It sounds like your opening pitch was for solving problems that your visitors didn't have. That's an age old problem. You fixed that. Then, once you got a bit more of their attention, you started to elaborate on the product. This too is not much of a novelty. That's good old gradual on-boarding, "gentle introductions" and what have you.

3 comments

We stripped every feature that made our product different and put them in an 'app store'. This was a huge change (a lot of work and a big risk), and not something I've seen others do as an on-boarding strategy. Thus, novel. I believe this approach could be repeated by others. It's a far cry from the usual walkthroughs, carousels and prompts.
So basically putting advanced features into a separate section, making them togglable and calling this section an App Store?

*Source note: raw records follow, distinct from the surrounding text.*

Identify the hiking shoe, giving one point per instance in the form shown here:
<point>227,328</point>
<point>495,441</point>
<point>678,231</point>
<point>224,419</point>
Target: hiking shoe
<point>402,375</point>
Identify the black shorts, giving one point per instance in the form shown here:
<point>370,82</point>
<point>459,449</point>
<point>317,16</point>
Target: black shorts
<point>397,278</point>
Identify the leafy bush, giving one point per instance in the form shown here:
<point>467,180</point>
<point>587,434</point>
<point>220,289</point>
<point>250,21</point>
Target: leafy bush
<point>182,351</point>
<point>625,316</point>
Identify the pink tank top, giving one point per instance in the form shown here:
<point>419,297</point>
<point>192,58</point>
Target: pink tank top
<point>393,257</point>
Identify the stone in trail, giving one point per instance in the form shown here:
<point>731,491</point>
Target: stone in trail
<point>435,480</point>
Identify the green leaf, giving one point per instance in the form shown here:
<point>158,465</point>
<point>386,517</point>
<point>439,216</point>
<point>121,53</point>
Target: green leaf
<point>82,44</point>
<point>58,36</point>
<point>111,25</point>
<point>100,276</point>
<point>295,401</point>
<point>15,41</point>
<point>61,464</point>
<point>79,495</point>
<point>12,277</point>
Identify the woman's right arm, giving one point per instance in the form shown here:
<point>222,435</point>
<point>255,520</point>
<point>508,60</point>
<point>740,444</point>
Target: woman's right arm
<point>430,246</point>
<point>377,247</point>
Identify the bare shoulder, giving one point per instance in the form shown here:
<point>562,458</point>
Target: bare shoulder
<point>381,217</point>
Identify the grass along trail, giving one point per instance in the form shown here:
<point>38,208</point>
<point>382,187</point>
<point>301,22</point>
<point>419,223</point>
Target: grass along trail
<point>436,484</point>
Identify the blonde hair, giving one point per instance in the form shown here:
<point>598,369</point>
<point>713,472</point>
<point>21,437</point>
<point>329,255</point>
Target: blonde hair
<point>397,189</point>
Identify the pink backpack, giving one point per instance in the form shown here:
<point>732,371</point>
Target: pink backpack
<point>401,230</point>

They are still mentioned on the homepage and in a form of a carousel at that.

I appreciate that this must've been a significant rework, with all edge cases considered, but sectioning off parts of a software and making them discoverable in a course of normal use is not exactly novel... I mean that's just too bold of claim to be thrown around lightly. The story is still interesting, but something a bit more exact like "Here's what worked for us remarkably well" would've been more suitable.

You can innovate on a known concept by using it in a novel way. I believe that's what's happening here, and I find the idea intruiging, smart and novel indeed.

I think an added benefit is that it makes it trivial to see what are indeed the benefits of the tool : it's what you expect from an email client plus those things, nicely presented together. Just by reading the article and seeing the screenshot, I could evaluate if I was interested in this tool, which is a very rare thing.

Nice out-of-box thinking, I think. But I wonder, ...

If there's nothing novel in the initial version why would people think they would want to switch? What would be the reason?

Could it be that your product without any unique features is cheaper than competition, and adding features costs something?